MINYA, Egypt — In the desert of southern Egypt, workers in limestone pits look as though they stepped out of a blizzard, covered in the white powder of the stones that are the economic lifeblood of this region.

The quarries are the main employers in Minya province, some 300 kilometers (180 miles) south of Cairo. Around 45,000 people, including children, work in an estimated 1,500 quarries, digging out stones that later will be used in construction or powdered to be used by pharmaceutical and ceramic companies.

But the work, paying $7 to $13 a day, is backbreaking — and dangerous. Workers have suffered amputations and electrocutions, sometimes dying.

One laborer, 15-year-old Baskharoon Mounir, lost his left arm to a cutting machine in 2013 after working for only a month without safety equipment or training.

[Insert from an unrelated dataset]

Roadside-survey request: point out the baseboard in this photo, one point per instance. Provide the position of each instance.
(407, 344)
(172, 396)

"I wish I could go back, even with one arm." Baskharoon says. "It would be better than staying at home, but when they see me, they do not allow me to work."

Quarry workers — many children younger than Baskharoon — are overwhelmingly day laborers. In the village of Shurafa, most wait each day on a bridge to be picked up for work by managers driving by in pickup trucks.

Deaths and injuries largely go undocumented, says Hossam Wasfy, the executive director of Wadi El Nil, a charity that focuses on child labor. In one village called Nazlet Abeed, there were 18 quarry deaths alone in 2009, he says.

After Egypt's 2011 uprising, quarry workers formed their first independent workers' union with the help of the charity, Wasfy says.

"The uprising had a mixed effect on the workers," he says. "Work opportunities may have reduced due to the economic situation, but laborers are now organizing and becoming aware of their rights."